Tes Wawancara, Benny Mamoto Ditanya mengenai Konflik Pimpinan juga Dewas KPK

JAKARTA – Seleksi Calon Dewan Pengawas (Cadewas) Komisi Pemberantasan Korupsi (KPK) memasuki tahap tes wawancara. Dijadwalkan 10 partisipan Cadewas mengikuti tahapan tersebut.
Salah satunya, Ketua Harian Kompolnas, Benny Mamoto. Dalam kesempatan tersebut, ia ditanya perihal penanganan konflik Pimpinan juga Dewas KPK.
“Terkait dengan konteks insiden yang mana juga ditanyakan, salah satu yang dipermasalahkan terkait dengan konflik antara pimpinan serta Dewas itu, kan Dewas mengajukan permohonan data itu ke PPATK langsung, sikap bapak sendiri bagaimana, ketika meninjau ada pelanggaran internal pada KPK, bahwa memohonkan data ke PPATK, sikap bapak bagaimana?,” tanya salah satu Pansel KPK, Ivan Yustiavandana terhadap Benny, Kamis (19/9/2024).
“Jadi yang dimaksud saya ungkapkan tadi, pertama nanti kita duduk bareng, masalah-masalah yang digunakan selama ini terjadi harus di-clear-kan, kemudian disepakati,” jawab Benny.
Kemudian, Ivan kembali bertanya ke Benny terkait permintaan data Dewas ke PPATK persoalan persoalan hukum pungutan liar (pungli) di area Rutan KPK.

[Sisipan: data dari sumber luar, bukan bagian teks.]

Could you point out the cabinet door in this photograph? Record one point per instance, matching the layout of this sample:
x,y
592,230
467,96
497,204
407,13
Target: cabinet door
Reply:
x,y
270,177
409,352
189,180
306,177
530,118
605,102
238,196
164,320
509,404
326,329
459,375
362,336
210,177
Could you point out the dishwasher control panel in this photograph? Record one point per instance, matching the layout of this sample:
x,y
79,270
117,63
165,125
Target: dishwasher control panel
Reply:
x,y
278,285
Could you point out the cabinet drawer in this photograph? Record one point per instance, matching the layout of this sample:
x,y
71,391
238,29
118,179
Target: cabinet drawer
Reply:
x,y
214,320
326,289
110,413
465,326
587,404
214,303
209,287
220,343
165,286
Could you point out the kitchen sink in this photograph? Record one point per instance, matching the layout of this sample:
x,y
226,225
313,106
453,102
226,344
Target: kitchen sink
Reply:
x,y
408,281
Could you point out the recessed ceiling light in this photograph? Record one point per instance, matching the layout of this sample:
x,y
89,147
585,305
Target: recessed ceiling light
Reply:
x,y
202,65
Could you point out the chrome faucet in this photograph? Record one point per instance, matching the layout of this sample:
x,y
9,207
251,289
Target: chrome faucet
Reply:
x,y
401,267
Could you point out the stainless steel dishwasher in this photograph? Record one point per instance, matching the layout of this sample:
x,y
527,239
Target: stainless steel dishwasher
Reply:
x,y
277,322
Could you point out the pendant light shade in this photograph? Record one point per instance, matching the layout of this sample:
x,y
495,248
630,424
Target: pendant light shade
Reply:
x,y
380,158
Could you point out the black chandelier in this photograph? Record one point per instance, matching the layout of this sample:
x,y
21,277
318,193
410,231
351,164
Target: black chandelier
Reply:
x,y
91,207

Ivan menekankan, apakah Benny akan melakukan hal yang digunakan mirip jikalau ia nanti dipercaya menjadi bagian Dewas KPK.
“Apakah bapak setuju serta melakukan hal yg mirip dengan Dewas sebelumnya? bahwa pimpinan KPK menyatakan harus melalui pimpinan?” tanya Ivan.
“Setuju, ya tentunya kami akan menyampaikan bahwa ini semua pada konteks kewenangan Dewas, yaitu melakukan pengawasan tugas kemudian wewenang KPK,” jawab Benny.
“Di mana terjadi penyimpangan, maka Dewas ketika menghimpun bukti-bukti, salah satunya adalah melalui PPATK,” sambung Benny.